Who has been the biggest influence in your life and why?

Congressman Ron Paul has been my biggest inspiration and influence. He inspired me to get interested in politics, and to always fight for what’s right, no matter the odds you face. He is a champion of liberty that I admire greatly. The 2012 Presidential campaign was when I began paying attention to politics, and Ron Paul was the only candidate who resonated with me. Even though he was unlikely to win and was being largely ignored, he still fought on and got his message out to millions of people who otherwise would have never heard it.

What’s one of the biggest life lessons you’ve learned?

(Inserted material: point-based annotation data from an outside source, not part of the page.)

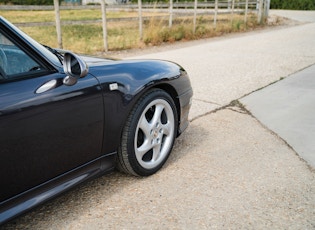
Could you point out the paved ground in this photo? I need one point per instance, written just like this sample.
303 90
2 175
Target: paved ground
227 171
287 108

One of the biggest lessons I’ve learned is to always show gratitude to those who have helped you along the way and got you to where you are now. It goes a long way. Don’t burn your bridges.

What do you think it is that makes you/someone successful?

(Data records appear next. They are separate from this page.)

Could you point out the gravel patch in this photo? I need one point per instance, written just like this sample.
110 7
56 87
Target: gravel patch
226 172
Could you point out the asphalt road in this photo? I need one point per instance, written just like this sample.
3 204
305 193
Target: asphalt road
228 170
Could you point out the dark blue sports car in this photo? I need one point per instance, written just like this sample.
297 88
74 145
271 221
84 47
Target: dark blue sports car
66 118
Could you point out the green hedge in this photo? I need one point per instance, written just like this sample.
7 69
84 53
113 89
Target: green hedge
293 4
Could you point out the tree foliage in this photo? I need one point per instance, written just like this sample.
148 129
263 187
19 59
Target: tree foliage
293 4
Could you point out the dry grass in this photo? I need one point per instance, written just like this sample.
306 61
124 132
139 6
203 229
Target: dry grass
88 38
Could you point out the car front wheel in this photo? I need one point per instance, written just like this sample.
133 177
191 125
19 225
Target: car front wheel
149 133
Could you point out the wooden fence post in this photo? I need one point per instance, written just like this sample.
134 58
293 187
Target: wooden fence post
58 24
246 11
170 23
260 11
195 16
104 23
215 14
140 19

Hustle. The people who succeed are the ones who are always willing to go the extra mile in order to achieve their goals, and to make sacrifices to that end. A quick mind is also a great asset, and a willingness to take calculated risks. As a student of history, I understand that many of the decisions that altered the course of world history were made in the moment during a crisis, often with incomplete information. This is especially true in both politics and military strategy. For example, I would argue that the American Civil War was decided by a series of split-second decisions by both generals and statesmen in the heat of the moment. To keep your cool under intense pressure and to weigh the risks and rewards of your potential actions is crucial to success.

How do you stay motivated?

I stay motivated by keeping the big picture in mind – my goals for how I want my life to be in 5, 10, 15 years, and so on. This helps me break down my major goals into much smaller, more manageable ones. One can easily be overwhelmed when they think about their “life goals.” You can overcome this stress by thinking about what you can do today to help achieve those goals. These smaller goals are much easier to tackle.

What legacy do you hope to leave behind?

I hope to leave behind a legacy of hard work, dedication, and commitment to the wellbeing and liberty of my country and community. I want to have a positive effect on the world and to leave it better than I found it. I want human beings in my country and around the world to be freer and more prosperous than they were at the time I was born. If I can contribute towards that goal, then my life was a life well-lived.